In the lake nest the dreaded "leather" and "Mermaid." Until there came the tehuelches to hunt wild cattle and they used to pray next to a rock on which the sun glinted of blood as an augury of good hunting. There is still heard in the nights of rain, the tehuelche hunter's lament dead gored by the last wild bull, or "Toro de Agua", as it is recalled.
Determined to settle down with their children born in that place, the Cheuquehuala and Millahuala built a school in 1934 and asked the Argentine government to appoint a teacher. From Buenos Aires it was respond to them that will have a teacher when people representing a total of 25 children.

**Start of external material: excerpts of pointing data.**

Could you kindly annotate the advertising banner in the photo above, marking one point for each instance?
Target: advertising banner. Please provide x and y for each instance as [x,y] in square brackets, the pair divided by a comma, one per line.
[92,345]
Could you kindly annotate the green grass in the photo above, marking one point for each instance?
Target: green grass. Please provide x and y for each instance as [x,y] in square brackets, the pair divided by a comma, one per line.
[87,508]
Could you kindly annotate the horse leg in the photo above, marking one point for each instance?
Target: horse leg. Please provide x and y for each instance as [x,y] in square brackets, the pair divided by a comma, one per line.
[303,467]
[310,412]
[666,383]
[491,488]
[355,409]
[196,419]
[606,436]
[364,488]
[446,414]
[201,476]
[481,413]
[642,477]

As an irony of fate, the same government of Buenos Aires in 1937 determined the removal of Aboriginal Reserve Nahuel Pan, about thirty kilometers north of Lago Rosario, where more than 300 people, children, adults and elders, were banished after thirty years of living there, a land given in 1908 by the same government that now cast into the wilderness or the best to their own devices.
This fact led to several displaced families, particularly those with children, being accepted in Lago Rosario. It did well to gather the required number of students so that Buenos Aires sent finally a teacher. The arrival of this mark the first official state presence in Lago Rosario, and therefore the recognition of people who lived there.